Could Scott (and, more recently, Joanna Geraghty from JetBlue) use this math to credibly claim that the FAA has underperformed during this event? Those would be his words, not ours. Regardless of blame-casting, these shades of capacity are material: given the compounding nature of delays (like compounding interest, but decidedly bad), delivering even one or two more aircraft per hour would seriously knock down EDCT delays.
But much like we’ve attempted to separate the hand dealt to the FAA (again, bad… like “storm motion of 5 knots” bad) from how they played it (arguably poorly), the same question should be asked of the airlines. Air traffic delays of 3 hours are an unquestionably weak hand to be dealt; even so, there should be some expectation as to how the airlines execute on those cards, however lousy. Unfortunately, we haven’t reached the mile marker on our data science roadmap that would help to diagnose that. That said, when we’ve erected our model stack, we’d wager that a re-forecast supports a credible counter-claim from Secretary Pete.
And if I don’t care who’s right but I’m flying on Friday?
As for Friday, high pressure remains in control for the New York metro area, though another slow-moving low pressure system lurks across the Great Lakes. This low will swing a warm front through the Ohio Valley, with thunderstorms firing ahead of this boundary. Metro terminals look to remain dry, though convection could sneak into eastern Pennsylvania late day to exert some pressure on capacity. Using that same cone of uncertainty approach—but around air traffic delays—we think the 75th percentile of hourly average delays tops out at 58 minutes (in the 7 p.m. hour).
But for travelers booked on United on Friday, they’d be advised to pay closer attention to FlightAware than the National Weather Service. United is racing to get their operation fully recovered for this key test, though if they’re successful, it will be by an uncomfortably narrow margin. After canceling approximately a quarter of their mainline operation on Tuesday and Wednesday, their Thursday cancelation settled at 18%. As of 11 a.m. ET, there’s 218 cancels on the books for today, though—of all the gambles we’ve made herein—we’d be most confident betting that more cancels are forthcoming. For one, we suspect humpty-dumpty EWR has not quite been put back together; and there’s likely some recovery taking place related to yesterday’s irregular operations at DEN as well as ORD; and DEN figures to get hit again today. It’s just a matter of whether it’s a trickle or tranches. If Friday’s cancel count grows by less than 15% from here, we’d say they held the line. Accordingly, United’s hoisted waivers for EWR, DEN and ORD.

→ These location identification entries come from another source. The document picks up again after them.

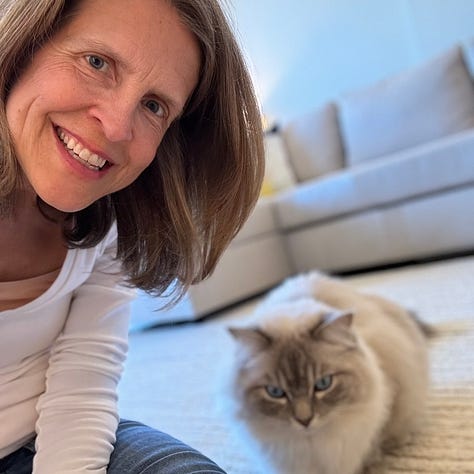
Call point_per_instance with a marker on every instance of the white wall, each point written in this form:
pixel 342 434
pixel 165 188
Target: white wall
pixel 304 52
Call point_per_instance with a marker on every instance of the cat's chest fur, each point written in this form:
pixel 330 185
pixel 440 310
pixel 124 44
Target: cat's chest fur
pixel 324 377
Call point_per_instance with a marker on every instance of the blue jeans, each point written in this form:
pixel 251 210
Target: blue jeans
pixel 139 449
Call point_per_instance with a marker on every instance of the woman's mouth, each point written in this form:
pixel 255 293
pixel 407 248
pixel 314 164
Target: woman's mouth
pixel 80 153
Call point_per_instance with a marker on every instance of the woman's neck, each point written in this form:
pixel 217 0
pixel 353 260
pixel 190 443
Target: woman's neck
pixel 30 243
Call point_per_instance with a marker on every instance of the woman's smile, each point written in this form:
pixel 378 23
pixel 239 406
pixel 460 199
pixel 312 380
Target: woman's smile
pixel 80 153
pixel 90 110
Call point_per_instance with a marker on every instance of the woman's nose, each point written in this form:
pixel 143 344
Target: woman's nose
pixel 115 118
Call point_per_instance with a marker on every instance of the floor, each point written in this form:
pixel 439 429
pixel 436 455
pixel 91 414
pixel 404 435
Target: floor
pixel 171 374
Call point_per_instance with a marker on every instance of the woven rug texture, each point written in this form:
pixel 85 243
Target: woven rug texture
pixel 169 380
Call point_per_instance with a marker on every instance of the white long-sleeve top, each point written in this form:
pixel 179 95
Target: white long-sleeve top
pixel 61 358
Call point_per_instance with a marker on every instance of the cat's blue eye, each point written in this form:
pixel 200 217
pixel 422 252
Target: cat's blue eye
pixel 323 383
pixel 275 392
pixel 96 61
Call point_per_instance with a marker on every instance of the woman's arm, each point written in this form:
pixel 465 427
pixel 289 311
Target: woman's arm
pixel 78 411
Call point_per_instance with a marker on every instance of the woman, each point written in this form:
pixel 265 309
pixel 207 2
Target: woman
pixel 131 154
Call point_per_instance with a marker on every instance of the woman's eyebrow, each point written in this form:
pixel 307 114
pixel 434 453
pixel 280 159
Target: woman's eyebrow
pixel 109 51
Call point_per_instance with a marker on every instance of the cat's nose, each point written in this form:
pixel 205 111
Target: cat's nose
pixel 303 412
pixel 304 421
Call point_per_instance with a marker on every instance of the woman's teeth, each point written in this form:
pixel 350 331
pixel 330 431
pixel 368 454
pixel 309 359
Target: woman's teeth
pixel 80 153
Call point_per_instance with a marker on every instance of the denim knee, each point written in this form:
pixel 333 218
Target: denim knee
pixel 140 449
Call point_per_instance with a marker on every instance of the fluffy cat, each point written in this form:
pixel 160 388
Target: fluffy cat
pixel 326 378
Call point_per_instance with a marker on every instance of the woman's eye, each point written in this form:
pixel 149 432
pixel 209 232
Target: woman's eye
pixel 154 107
pixel 323 383
pixel 275 392
pixel 96 62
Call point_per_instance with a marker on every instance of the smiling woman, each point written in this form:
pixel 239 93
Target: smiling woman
pixel 131 153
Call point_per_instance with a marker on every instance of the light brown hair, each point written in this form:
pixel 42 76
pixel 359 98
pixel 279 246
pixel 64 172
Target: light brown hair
pixel 180 214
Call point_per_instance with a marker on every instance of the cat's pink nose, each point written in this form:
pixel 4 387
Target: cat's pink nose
pixel 303 411
pixel 304 421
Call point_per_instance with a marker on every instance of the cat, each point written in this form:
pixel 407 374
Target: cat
pixel 326 378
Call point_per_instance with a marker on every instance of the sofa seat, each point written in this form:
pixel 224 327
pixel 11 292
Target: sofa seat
pixel 434 167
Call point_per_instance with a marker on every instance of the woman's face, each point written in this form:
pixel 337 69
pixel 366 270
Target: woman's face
pixel 88 113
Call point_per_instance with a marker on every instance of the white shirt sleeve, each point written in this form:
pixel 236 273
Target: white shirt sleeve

2.79 million travelers were screened on Friday, June 16
Perhaps the most improbable outcome in all of this is Scott using ❤️. Chalk that up to Oscar’s influence, I suppose.
Smoke in ZMP/ZAU, T-storms in ZNY; Summer’s off to a great start!
A very interesting read. The insights regarding FAA staffing levels and associated implications for arrival rates, while accounting for weather and runway configuration, does appropriately assign some of the culpability to FAA staffing levels. The resulting domino effect that occurred from the suboptimal FAA staffing had a more significant impact on United, due to their corresponding volume of affected flights. At this point, it appears that United has nearly fully recovered. Let’s hope the stars align for better staffing and fewer weather events, but I won’t hold my breath. Thanks for the great article.